Elle ne le fera pas.

Si pourtant Dieu voulait, sans qu’elle commît cette faiblesse, épargner sa servante... Ainsi Jésus, au Jardin des Olives, suppliait son Père « d’écarter le calice » alors qu’il eût suffi sa volonté. Elle t’aime, Jésus, elle te le prouve enfin par la douleur aussi grande qu’un être humain la puisse volontairement supporter, et même envisager. Quel amour plus grand que celui-ci se sera jamais prouvé des deux parts ? Désormais toute entière à son maître divin, Esther renonce, et à jamais, à la douceur d’une sympathie.

On gratte à l’huis qu’elle a fermé d’une barre de bois.

« C’est moi, Dorée, ouvrez ! »

Une bouffée de chaleur heureuse. Le cœur d’Esther bat plus fort. Ainsi Dorée qui frappe une seconde fois, et pleure, et insiste, Dorée est revenue ! Elle n’a pas fui, serrant avarement contre elle le trésor de sa liberté, de son honneur, de l’honneur de son époux, du respect de son fils, contente de l’avoir offert et compromis, davantage de le garder ! elle n’a pas fui (dans une panique presque légitime) une défaillance de la victime volontaire. Elle est revenue pour protester contre sa part insuffisante d’expiation, avec une courageuse insistance, jusqu’à heurter une troisième fois... Et puis elle s’éloigne, emportant le souvenir de son serment, soumise à son obligation douteuse qu’imposaient les dernières paroles d’Esther : « Silence, Dorée, silence ! »

La solitude d’Esther en ce monde est définitive.

 

Pas une main tendue, pas un sourire, jamais plus.
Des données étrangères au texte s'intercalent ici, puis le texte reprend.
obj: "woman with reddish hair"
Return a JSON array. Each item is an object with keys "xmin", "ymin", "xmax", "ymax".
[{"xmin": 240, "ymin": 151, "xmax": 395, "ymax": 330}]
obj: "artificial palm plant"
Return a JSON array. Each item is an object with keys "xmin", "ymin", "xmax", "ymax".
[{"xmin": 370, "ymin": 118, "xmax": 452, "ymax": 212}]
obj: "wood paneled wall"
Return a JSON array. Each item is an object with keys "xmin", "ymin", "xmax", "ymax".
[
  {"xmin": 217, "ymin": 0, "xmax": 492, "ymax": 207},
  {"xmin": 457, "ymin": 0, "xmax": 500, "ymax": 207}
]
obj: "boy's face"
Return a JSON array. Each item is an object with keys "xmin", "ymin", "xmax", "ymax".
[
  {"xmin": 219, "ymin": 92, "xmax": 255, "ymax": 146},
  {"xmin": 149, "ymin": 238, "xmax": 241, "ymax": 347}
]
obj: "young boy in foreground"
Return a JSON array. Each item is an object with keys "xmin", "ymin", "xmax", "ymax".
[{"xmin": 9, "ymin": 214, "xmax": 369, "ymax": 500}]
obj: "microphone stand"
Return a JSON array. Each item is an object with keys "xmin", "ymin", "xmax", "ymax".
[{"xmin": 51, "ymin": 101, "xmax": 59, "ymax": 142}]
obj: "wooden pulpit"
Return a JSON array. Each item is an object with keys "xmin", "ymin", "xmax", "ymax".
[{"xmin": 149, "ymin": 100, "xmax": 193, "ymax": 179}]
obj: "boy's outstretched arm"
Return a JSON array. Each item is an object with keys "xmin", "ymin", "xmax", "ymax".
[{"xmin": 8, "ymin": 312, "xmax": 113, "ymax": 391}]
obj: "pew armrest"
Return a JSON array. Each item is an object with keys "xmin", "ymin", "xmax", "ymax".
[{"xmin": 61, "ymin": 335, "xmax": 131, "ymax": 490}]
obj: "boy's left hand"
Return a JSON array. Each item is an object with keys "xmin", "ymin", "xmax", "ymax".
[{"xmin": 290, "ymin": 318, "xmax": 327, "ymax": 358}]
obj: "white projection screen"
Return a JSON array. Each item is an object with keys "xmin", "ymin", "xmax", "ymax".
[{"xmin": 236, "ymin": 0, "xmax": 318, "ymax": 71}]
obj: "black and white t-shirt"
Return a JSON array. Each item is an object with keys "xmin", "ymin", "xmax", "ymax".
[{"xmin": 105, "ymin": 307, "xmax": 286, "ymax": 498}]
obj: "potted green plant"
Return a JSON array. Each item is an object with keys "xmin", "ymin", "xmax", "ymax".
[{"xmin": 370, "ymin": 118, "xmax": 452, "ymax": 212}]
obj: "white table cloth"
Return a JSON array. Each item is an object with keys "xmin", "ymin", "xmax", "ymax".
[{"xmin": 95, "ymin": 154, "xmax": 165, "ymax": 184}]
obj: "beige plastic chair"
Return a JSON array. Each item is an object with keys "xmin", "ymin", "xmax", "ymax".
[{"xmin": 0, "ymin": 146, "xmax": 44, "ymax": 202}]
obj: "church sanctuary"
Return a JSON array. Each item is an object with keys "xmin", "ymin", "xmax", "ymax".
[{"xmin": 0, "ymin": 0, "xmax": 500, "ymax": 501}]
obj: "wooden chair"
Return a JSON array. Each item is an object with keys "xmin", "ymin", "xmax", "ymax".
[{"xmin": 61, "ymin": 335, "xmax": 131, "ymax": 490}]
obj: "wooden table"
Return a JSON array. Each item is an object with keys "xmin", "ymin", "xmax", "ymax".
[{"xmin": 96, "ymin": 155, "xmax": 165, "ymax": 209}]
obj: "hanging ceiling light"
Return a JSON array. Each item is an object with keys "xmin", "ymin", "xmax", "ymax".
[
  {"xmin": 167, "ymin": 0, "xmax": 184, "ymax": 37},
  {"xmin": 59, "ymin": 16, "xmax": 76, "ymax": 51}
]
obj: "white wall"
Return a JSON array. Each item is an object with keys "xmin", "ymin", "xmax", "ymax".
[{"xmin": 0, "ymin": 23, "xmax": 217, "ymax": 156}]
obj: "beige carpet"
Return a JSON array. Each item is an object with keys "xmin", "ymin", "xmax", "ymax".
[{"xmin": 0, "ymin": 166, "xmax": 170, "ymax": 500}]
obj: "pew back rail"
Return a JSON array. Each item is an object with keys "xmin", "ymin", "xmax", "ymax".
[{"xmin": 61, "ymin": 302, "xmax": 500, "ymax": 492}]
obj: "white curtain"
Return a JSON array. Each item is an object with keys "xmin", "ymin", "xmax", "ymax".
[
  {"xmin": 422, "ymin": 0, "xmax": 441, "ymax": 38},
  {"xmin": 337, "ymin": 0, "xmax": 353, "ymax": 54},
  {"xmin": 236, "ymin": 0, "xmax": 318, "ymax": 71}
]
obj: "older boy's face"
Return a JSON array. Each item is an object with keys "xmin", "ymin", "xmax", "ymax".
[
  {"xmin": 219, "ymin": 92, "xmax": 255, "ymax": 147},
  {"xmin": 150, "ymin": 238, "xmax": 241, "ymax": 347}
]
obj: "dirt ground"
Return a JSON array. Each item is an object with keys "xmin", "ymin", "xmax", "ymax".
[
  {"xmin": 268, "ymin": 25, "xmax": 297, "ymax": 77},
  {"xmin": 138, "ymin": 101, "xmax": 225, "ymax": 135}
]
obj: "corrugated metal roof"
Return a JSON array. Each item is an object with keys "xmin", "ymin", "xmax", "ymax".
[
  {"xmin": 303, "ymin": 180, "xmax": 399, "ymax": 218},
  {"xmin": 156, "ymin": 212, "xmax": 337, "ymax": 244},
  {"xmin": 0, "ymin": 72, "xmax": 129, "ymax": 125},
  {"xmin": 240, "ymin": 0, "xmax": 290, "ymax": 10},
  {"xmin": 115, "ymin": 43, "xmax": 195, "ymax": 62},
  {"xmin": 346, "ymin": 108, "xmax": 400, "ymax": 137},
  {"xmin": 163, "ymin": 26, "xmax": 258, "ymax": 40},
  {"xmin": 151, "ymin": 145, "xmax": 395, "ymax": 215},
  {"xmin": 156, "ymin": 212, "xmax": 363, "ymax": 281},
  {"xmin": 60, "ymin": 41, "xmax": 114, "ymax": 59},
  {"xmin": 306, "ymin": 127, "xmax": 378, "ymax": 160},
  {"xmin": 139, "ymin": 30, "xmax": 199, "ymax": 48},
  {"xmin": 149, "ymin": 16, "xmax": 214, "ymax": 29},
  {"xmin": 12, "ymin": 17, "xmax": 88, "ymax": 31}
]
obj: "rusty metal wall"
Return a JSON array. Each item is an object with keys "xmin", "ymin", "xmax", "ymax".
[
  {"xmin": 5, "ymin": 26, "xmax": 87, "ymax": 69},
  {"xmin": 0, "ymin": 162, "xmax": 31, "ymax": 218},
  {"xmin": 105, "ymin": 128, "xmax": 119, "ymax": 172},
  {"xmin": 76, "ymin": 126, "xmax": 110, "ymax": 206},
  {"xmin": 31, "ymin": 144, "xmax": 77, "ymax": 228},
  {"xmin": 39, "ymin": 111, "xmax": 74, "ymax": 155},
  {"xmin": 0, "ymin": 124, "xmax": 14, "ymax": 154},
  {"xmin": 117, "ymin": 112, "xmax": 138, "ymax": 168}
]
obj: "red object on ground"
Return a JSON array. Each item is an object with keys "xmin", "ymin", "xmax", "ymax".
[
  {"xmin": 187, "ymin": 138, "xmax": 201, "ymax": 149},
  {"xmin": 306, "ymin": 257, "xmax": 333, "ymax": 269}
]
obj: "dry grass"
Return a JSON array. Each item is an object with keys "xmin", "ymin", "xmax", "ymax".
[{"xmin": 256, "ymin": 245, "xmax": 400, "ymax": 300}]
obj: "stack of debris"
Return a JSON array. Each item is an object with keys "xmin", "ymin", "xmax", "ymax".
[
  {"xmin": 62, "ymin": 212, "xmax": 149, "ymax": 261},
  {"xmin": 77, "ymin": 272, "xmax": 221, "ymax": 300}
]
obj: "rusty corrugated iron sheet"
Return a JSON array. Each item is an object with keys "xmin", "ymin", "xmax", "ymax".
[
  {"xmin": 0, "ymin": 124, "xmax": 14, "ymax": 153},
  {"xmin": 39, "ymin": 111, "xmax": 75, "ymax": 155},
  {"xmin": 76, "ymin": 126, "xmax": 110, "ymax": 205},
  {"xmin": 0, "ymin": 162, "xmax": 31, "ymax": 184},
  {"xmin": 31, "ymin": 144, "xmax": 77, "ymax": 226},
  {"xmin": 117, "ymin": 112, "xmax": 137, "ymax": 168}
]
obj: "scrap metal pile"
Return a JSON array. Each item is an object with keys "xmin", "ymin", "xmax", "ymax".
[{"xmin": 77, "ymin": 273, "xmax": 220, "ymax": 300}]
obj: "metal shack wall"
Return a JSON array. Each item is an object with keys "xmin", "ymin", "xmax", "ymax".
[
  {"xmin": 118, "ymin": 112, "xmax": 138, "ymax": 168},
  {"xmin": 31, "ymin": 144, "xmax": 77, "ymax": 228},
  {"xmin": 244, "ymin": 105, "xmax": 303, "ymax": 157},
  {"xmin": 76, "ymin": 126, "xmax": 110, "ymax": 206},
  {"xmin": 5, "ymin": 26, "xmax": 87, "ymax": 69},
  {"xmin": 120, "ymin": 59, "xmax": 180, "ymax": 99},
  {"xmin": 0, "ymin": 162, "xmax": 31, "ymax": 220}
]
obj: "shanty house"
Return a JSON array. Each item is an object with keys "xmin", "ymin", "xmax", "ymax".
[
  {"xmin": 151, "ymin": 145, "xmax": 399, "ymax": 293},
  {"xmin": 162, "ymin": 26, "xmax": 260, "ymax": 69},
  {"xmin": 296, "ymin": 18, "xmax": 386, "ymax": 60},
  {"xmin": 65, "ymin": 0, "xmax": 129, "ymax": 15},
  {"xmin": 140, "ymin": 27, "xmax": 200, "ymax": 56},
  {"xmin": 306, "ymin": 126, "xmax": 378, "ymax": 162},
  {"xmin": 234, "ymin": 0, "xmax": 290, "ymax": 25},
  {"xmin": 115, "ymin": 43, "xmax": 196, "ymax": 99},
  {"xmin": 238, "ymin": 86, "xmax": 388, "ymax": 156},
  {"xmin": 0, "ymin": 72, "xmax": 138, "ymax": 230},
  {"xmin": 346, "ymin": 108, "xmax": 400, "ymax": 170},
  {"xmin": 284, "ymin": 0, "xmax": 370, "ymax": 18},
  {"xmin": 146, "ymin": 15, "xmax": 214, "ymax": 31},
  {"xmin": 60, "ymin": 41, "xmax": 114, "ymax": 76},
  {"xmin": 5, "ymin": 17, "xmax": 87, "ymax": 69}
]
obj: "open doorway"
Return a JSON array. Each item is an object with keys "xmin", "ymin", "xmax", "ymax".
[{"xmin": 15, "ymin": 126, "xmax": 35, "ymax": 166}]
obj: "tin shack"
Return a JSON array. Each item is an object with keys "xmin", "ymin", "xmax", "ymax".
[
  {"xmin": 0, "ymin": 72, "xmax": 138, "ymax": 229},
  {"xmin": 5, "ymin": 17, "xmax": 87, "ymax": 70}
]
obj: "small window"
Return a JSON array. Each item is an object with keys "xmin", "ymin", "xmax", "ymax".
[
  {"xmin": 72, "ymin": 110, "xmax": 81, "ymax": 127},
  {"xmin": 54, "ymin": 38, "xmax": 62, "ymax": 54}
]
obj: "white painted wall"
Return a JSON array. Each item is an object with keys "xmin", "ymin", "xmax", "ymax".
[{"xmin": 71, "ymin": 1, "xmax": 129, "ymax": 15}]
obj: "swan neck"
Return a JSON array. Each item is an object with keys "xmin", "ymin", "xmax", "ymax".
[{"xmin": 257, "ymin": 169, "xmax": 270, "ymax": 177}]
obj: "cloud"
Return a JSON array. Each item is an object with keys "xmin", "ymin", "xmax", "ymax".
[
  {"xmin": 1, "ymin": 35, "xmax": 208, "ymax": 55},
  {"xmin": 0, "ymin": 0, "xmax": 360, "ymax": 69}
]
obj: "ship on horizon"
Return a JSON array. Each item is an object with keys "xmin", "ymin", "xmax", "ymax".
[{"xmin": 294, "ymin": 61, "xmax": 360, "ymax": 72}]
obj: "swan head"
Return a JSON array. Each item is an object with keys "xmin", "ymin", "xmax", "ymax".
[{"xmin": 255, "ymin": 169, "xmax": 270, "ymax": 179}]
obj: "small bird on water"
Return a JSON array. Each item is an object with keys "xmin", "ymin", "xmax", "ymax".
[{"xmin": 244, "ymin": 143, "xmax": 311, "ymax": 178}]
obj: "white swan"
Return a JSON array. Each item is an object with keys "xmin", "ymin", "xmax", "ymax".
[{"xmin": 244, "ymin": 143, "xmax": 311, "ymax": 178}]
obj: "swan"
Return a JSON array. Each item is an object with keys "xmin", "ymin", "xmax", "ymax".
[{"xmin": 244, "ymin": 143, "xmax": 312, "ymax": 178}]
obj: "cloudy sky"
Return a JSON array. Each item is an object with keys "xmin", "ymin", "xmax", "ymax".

Quand le juge, le lendemain, eut dirigé sa perquisition selon les avis anonymes de Justin Clerc qui assistait, parmi les autres villageois, et triomphait, l’air narquois, d’anciens copains dont il avait connu la prudente défection ; quand il eut interprété comme un aveu le mutisme de la « sorcière de Chesnes » et décidé son arrestation immédiate, le Calvaire se poursuivit. Les gendarmes escortèrent la malheureuse vers la prison de Meaux et d’abord à travers la Grand-Rue du village. Devant le presbytère, Mme Brunet animait de son zèle véhément d’autres commères : la coquine expierait justement ses maléfices, et d’avoir, par ses ruses diaboliques, causé l’erreur d’une personne aussi pieuse...

Dorée n’était pas là.

Esther pensa au Maître sous la huée de Jérusalem ! Les nations sauvées par son sang l’aidaient à porter sa Croix. La richesse du remords au service de la foi, qu’elle comprit, la fortifia. Elle pria pour que devinssent salutaires le silence de Dorée et le crime de Mad. La faute de ces deux-ci, puisqu’elle l’a inspirée, elle l’ajoutera au faix pesant des siennes.

Devant l’église, l’abbé Naudot lui-même, navré de son imprudence, prévoyant la sévérité de son évêque, se détourna sans bénir... Le bon prêtre devait se souvenir longtemps du regard fixé sur lui, et dont, à cause du visage brûlé, il ne perçut pas la supplication en cette première heure de l’agonie douloureuse... Interminable !

 

Notre dessein n’est point d’en suivre les péripéties, pour la plupart connues de nos lecteurs. « L’affaire de Chesnes-en-Brie », ceux qui l’auraient oubliée, en retrouveront dans la « Gazette des tribunaux » les développements assez simples.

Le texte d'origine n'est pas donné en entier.